Analysis of mRNA levels of selected genes in synovial tissue from rheumatoid arthritis (RA) as compared to that from osteoarthritis (OA) patients by semiquantitative reverse transcription polymerase chain reaction (RT-PCR). Bars represent means ± SD of signal intensities after amplification of samples (see Materials and methods). The data from one representative experiment with one determination per patient sample are shown. Differences between RA and OA sample groups were statistically evaluated using the Student's t-test (*P < 0.05, **P < 0.01, ***P < 0.001). (a) RT-PCR analysis of 10 cDNA samples derived from patients with RA and of 10 cDNA samples from patients with OA. cDNA samples were adjusted to equal glyceraldehyde-3-phosphate dehydrogenase (G3PDH) levels, performed by competitive PCR using an internal standard (see Materials and methods).

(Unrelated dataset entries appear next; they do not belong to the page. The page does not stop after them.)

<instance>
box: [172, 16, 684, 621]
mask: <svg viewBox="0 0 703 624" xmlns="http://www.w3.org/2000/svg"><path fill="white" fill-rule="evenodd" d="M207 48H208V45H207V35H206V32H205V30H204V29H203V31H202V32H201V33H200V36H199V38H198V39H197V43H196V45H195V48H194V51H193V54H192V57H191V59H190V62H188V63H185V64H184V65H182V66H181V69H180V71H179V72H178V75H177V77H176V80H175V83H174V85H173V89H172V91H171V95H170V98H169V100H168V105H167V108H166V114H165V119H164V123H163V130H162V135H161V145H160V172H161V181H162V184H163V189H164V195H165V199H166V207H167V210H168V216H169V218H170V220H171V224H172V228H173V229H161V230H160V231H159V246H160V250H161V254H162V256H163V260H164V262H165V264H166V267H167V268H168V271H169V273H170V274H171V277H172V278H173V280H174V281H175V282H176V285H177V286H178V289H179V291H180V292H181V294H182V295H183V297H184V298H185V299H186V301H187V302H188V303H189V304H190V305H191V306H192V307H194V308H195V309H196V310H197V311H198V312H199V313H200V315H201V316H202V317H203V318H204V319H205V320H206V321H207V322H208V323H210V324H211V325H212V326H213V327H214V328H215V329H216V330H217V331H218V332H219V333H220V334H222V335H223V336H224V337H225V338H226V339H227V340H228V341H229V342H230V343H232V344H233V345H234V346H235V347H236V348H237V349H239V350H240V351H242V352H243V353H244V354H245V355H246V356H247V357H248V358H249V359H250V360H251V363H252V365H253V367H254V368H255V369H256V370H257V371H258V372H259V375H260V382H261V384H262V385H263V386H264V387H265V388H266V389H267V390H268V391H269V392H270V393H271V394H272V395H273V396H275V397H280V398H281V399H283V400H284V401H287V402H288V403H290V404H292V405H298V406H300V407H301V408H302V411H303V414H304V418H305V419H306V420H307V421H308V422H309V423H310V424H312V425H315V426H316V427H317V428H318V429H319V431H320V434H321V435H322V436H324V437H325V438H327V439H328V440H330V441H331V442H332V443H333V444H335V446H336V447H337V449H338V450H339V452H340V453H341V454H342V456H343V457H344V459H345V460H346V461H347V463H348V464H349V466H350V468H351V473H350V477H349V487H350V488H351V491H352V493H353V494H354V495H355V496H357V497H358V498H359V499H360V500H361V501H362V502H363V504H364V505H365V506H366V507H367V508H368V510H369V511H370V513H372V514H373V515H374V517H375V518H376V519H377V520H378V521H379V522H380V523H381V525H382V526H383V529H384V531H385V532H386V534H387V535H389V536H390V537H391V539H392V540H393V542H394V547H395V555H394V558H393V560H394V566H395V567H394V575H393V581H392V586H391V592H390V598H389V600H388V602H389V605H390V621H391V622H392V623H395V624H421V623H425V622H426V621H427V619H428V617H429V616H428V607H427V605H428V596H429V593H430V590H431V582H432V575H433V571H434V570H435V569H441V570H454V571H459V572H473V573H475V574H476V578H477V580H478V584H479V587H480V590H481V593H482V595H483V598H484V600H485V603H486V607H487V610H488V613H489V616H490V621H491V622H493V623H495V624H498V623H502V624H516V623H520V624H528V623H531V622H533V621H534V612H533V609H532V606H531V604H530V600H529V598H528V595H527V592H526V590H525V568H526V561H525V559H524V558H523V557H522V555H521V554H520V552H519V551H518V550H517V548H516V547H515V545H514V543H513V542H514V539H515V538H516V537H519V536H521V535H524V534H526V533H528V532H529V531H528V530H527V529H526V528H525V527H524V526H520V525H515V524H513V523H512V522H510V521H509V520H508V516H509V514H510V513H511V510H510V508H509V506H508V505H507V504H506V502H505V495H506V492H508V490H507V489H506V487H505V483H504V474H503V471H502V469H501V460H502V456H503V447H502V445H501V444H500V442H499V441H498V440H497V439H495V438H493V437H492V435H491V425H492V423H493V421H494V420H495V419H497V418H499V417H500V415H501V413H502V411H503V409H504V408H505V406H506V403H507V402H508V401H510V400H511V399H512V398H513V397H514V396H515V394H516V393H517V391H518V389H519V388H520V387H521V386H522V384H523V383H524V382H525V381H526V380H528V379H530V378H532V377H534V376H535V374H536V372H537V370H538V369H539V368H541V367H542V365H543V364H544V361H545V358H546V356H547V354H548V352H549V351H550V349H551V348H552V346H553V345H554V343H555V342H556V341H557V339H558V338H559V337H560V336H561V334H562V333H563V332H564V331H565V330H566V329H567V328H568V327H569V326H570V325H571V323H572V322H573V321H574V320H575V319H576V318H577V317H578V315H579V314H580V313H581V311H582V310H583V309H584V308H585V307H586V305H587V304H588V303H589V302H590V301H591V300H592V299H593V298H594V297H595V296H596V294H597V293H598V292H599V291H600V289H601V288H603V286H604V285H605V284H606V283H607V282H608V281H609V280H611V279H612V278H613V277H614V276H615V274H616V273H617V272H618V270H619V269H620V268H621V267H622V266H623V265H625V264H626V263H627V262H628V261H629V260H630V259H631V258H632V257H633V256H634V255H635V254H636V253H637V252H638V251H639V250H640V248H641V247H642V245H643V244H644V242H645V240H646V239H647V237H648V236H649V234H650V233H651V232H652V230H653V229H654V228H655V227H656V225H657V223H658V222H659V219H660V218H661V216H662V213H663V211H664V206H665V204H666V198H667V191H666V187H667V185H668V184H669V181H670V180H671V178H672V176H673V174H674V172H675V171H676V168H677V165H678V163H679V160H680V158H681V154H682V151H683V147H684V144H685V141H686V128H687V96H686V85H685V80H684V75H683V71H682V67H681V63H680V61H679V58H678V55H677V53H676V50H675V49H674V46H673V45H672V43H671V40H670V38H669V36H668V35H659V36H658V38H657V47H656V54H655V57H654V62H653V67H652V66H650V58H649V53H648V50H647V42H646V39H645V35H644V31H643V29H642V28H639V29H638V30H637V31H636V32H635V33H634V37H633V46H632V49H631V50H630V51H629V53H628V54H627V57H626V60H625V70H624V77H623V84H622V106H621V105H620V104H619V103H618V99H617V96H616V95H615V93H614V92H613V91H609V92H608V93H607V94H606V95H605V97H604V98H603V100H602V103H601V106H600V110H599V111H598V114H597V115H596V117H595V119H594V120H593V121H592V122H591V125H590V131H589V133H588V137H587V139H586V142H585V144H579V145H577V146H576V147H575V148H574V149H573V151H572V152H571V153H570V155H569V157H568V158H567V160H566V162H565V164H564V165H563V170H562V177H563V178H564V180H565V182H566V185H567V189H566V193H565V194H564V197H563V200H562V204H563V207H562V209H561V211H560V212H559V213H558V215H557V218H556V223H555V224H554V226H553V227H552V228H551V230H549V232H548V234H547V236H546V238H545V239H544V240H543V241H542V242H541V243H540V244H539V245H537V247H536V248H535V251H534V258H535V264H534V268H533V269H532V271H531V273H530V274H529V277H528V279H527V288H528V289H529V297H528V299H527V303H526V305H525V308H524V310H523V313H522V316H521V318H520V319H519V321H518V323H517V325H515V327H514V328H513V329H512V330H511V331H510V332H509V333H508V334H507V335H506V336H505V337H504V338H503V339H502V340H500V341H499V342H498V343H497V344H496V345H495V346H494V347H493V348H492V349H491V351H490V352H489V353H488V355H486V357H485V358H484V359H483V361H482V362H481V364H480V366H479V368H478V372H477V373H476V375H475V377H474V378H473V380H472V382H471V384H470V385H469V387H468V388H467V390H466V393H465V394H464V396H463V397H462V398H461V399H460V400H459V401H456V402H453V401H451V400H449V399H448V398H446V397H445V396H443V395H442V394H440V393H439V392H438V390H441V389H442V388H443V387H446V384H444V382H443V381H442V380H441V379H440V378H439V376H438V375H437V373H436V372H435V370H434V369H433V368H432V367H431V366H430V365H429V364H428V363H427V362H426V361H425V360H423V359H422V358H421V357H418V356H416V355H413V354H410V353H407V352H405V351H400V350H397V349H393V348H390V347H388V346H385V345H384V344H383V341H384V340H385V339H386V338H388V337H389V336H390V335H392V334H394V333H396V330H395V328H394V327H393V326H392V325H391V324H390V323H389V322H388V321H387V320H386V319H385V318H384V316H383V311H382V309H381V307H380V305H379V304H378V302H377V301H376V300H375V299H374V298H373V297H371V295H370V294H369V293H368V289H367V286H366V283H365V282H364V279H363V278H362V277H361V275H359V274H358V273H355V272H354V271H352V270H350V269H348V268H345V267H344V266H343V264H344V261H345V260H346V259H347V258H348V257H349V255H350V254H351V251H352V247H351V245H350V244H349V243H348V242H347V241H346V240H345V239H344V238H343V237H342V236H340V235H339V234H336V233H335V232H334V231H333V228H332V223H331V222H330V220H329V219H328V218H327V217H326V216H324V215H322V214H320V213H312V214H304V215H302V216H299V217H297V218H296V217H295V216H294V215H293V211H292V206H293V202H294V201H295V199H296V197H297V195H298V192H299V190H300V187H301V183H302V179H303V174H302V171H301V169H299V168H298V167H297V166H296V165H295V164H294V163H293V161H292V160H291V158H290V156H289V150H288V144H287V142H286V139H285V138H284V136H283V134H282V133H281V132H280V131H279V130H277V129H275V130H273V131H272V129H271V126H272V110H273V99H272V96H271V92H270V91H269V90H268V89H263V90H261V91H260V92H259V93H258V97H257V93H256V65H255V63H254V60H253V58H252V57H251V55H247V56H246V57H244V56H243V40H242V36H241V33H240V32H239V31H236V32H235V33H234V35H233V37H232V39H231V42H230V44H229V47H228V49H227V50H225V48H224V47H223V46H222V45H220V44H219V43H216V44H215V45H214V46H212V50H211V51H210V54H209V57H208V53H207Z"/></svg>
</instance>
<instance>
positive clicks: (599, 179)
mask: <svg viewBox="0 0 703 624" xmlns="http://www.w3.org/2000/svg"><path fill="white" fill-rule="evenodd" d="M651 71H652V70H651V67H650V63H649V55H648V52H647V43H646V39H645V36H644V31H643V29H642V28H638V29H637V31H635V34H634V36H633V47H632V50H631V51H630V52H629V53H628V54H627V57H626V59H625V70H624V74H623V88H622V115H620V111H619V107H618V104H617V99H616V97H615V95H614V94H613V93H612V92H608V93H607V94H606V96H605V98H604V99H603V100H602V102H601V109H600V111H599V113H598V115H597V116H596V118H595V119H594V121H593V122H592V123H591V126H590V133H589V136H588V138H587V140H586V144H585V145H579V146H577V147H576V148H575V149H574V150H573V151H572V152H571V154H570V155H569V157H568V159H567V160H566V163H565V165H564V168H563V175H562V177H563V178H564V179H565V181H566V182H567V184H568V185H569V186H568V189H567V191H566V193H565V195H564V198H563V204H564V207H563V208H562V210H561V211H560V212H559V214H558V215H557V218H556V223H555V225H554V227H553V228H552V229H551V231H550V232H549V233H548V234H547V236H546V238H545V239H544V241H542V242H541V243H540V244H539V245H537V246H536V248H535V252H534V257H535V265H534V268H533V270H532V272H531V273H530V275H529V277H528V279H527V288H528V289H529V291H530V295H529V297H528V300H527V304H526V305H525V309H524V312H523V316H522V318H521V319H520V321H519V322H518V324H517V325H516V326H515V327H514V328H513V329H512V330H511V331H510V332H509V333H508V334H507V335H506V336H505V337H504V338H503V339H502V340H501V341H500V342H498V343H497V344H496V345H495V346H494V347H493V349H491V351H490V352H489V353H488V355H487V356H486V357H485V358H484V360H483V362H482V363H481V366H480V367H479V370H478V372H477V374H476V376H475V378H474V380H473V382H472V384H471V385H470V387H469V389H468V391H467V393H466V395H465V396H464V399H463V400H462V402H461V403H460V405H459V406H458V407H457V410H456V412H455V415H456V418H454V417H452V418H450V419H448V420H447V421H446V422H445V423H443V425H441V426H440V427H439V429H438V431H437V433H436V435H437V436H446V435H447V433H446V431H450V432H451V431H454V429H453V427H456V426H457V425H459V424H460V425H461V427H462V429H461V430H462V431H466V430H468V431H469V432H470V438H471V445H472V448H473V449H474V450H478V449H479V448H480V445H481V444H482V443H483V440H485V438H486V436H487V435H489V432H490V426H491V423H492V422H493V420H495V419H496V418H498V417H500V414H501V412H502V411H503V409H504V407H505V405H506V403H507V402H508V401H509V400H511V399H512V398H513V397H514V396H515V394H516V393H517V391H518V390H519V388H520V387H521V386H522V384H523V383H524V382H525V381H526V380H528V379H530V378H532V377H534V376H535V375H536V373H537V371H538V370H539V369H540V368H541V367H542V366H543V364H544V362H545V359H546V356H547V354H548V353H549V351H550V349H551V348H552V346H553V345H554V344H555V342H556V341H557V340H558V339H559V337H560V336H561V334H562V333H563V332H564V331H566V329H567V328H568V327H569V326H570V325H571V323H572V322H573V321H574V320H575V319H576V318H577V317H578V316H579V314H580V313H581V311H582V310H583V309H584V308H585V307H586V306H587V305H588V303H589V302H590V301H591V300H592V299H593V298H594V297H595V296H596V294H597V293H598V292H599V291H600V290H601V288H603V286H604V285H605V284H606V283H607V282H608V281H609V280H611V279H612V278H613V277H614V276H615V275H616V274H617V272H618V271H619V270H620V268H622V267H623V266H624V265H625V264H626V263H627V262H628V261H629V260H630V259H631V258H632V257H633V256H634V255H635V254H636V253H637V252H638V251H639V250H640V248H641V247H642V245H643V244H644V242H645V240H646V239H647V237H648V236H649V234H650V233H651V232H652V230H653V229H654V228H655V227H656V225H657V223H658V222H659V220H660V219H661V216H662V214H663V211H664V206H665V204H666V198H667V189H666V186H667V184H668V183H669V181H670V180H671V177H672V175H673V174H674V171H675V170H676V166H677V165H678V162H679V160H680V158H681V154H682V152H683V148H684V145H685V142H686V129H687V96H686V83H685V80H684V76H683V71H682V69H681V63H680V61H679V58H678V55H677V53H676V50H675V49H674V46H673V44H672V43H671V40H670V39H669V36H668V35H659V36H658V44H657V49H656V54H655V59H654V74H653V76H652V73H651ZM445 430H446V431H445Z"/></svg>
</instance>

Numbered lanes correspond to individual patients within Table 1. (b) Quantitation of the expression of Cys–X–Cys receptor (CXCR)1, CXCR2, CXCR3, T-cell receptor (TCR)-ζ, Cys–X–Cys ligand (CXCL)9, and CXCL10 mRNAs in RA and OA synovial tissues. (c) CXCR/TCR-ζ mRNA ratios in RA versus OA synovial tissues.

Figure 3

Western blot analysis of Cys–X–Cys receptor (CXCR)1, CXCR2, and CXCR3 protein expression in selected rheumatoid arthritis (RA) and osteoarthritis (OA) synovial tissues. (a) Tissue extracts from RA (n = 8) and from OA patients (n = 4) were analyzed. Numbered lanes correspond to individual patients within Table 1. Staining of the indicated proteins on parallel blots is shown. Equal loading of tissue extracts was controlled by β-actin protein staining. MW indicates a protein from ECL molecular weight markers. (b) Western blot signals on Hyperfilm™ ECL™ after the chemiluminescence reactions were analyzed semiquantitatively using densitometric scanning. Expression is given in arbitrary units and the means ± SD of the RA and OA groups are plotted. Differences between RA and OA groups were assessed statistically using the Student's t-test (*P < 0.05, **P < 0.01).

Figure 4

Cellular distribution of Cys–X–Cys receptor (CXCR)3 protein in synovial tissue from rheumatoid arthritis (RA) patients. Localization of strong CXCR3 protein signals in mast cells within the sublining areas of rheumatoid synovial tissues was found. Sequential sections of paraffin-embedded tissue were stained for CXCR3 and mast cell tryptase proteins or using an IgG₁ isotype-matched control. Each arrow refers the same cell that was positively stained for CXCR3 and mast cell tryptase (original magnification: upper panel × 200; lower panel × 400).